Are you a desk person or more of a mobile worker?

Definitely a mobile worker. It’s one of the best advantages of being a freelancer or a business owner. You can work on your laptop any time, any place. I like the stability of my office environment, my many screens and computers and my comfy chair. But being able to work at the beach or at a coffee shop in any gorgeous city is invaluable!

What are CAT tools missing today, how would you envision the CAT tool of your dreams?

I would love better interoperability between TEnTs (Translation Environment Tools). Every translator has their preferred tool and every LSP has their own. It’s time-consuming to have to learn and use 3-5 different tools. If I could focus on just one that would be able to manage files from any other tool, it would save me tons of time.

What would you pass on as personal advice to translators new to the industry?
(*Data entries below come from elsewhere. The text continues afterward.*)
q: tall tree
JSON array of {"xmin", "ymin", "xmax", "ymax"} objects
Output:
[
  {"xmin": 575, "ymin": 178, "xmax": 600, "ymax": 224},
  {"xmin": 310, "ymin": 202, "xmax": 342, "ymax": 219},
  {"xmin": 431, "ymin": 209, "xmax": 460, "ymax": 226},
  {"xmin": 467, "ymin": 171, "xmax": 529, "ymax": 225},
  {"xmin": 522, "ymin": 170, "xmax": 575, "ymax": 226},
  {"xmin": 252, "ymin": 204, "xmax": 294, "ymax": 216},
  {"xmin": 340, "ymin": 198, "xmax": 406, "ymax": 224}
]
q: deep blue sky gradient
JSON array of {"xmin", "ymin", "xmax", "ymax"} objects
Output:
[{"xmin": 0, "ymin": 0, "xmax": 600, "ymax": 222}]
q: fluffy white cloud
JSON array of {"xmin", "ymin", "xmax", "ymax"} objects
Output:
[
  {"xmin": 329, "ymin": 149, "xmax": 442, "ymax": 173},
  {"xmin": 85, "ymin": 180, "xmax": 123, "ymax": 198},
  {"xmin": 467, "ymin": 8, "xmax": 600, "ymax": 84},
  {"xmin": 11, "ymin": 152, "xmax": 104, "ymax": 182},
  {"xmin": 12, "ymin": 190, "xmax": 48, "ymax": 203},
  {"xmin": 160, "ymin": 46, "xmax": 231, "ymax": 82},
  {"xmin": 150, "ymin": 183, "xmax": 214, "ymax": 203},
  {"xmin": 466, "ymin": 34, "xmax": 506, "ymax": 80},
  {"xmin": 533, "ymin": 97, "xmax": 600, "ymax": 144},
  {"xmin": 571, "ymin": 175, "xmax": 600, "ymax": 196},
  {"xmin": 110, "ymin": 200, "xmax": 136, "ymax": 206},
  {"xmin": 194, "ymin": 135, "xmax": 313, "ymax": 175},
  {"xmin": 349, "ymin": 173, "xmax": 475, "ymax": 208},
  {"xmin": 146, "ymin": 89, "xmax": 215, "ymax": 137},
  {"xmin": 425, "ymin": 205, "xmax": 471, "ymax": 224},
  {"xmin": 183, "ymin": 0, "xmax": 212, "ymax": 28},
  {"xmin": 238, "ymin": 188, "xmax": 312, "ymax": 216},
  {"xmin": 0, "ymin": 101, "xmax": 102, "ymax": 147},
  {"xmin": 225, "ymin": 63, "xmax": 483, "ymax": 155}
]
Invest time in networking and interacting with colleagues. On social media, webinars and translation conferences. The amount of information and useful tips that translators share online is amazing. Choose your specializations carefully, make sure you really enjoy working in those fields. Then, spend time learning about them as much and often as possible. Attend expos and local events. Research your potential clients thoroughly before you decide if you would like to work with them. Check their websites, their social media accounts and their LinkedIn profiles and pages. Don’t forget to market your services at all times, not only when work is slow. Take a few minutes per day or a few hours per week to think about your business as a whole and how you can make it bigger and better.